The evolution of ransomware, dating back as far as 1989, has snowballed along with the development of technology to become a very profitable business for hackers. It is easier than traditional hacking, more efficient and allows them to cash in quickly and with minimal complications. Attackers can breach a vulnerable system through a back door and encrypt its data, which effectively shuts out users and prevents them from accessing any records or documents. A message demanding money then appears on the screen, a time limit is set and a countdown begins. The element of time implants a sense of urgency in the victim, compelling him/her to pay the ransom as quickly as possible. All this can be done from the comfort of a hacker's lair far away and almost impossible to track.

The reason why attackers are so successful in breaching electronic devices is because of the perceived distance people put between themselves and the possibility of such a breach ever happening to them. The belief that a ransomware attack is far-fetched is the very reason why ransomware is so lucrative. Putting your guard down is the vulnerability that hackers are waiting for. Below is a list of best practices that can help you protect and secure yourself effectively:

  1. Back up important data

    A hard lesson that many organizations learn after a ransomware attack is the importance of backing up their data and taking the necessary precautionary steps in securing their systems. Safety measures such as offline backups are often neglected, resulting in breaches that could have been avoidable. Money, time and effort is then wasted on repairs and compensation and the company's productivity plummets. Having offline backups of all the data that an organization runs on is an essential practice. In this way, in the event of an attack the company can continue to function with minimal losses.
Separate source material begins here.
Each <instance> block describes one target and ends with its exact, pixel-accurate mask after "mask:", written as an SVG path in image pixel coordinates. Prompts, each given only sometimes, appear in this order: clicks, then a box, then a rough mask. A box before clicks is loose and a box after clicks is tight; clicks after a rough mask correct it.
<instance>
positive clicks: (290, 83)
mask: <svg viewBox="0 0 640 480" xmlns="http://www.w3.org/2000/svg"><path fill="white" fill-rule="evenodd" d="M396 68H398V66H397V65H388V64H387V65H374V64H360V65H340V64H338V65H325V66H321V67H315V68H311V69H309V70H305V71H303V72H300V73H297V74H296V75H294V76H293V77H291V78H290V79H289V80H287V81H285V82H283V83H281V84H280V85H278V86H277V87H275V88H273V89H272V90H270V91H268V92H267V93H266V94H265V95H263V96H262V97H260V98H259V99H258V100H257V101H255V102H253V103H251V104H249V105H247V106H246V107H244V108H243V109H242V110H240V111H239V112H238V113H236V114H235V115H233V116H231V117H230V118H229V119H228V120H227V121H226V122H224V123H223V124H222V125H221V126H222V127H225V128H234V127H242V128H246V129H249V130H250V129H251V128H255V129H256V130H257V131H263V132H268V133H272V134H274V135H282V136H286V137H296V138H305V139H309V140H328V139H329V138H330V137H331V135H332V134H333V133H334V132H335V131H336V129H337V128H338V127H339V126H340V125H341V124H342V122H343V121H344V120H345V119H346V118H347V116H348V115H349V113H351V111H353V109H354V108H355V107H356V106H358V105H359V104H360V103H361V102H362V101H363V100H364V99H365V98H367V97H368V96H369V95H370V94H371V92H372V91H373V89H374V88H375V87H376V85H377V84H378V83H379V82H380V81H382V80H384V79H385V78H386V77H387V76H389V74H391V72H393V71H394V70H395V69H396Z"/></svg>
  2. Update your software periodically

    Outdated software creates vulnerabilities in an organization's system leaving it open and exposed to attack. Most software providers distribute newer updated versions of their products periodically. Software and system updates not only introduce better features but they also patch up any holes and back doors, effectively shutting out potential attackers. It protects the company by destroying any opportunities that hackers may have of breaching the system.

  3. Disconnect

    The seconds immediately after a ransomware attack hits determine the fate of the organization. The infected computer or device must be immediately shut down and disconnected from any attached wireless and hardware devices. Disconnecting as quickly as possible cuts off the malware and prevents it from infecting the rest of the company's devices. It also gives the incident response team an opportunity to assess the damages done to the organization's equipment. A precautionary measure that will also minimize damage is the physical separation of one network from the other. Doing this will protect other devices from the ransomware and limit the infected computers to the ones sharing the same network.

  4. Train employees in cyber security awareness

    This is important with regard to all forms of cyber breaches. Threat litigation and management is an essential aspect of employee training. How your team responds to the incident will determine the extent of the damage done to the organization. It is important that employees are trained in incident response so that they are able to react quickly and in an orderly manner to ensure that the spread of panic and damage is minimal.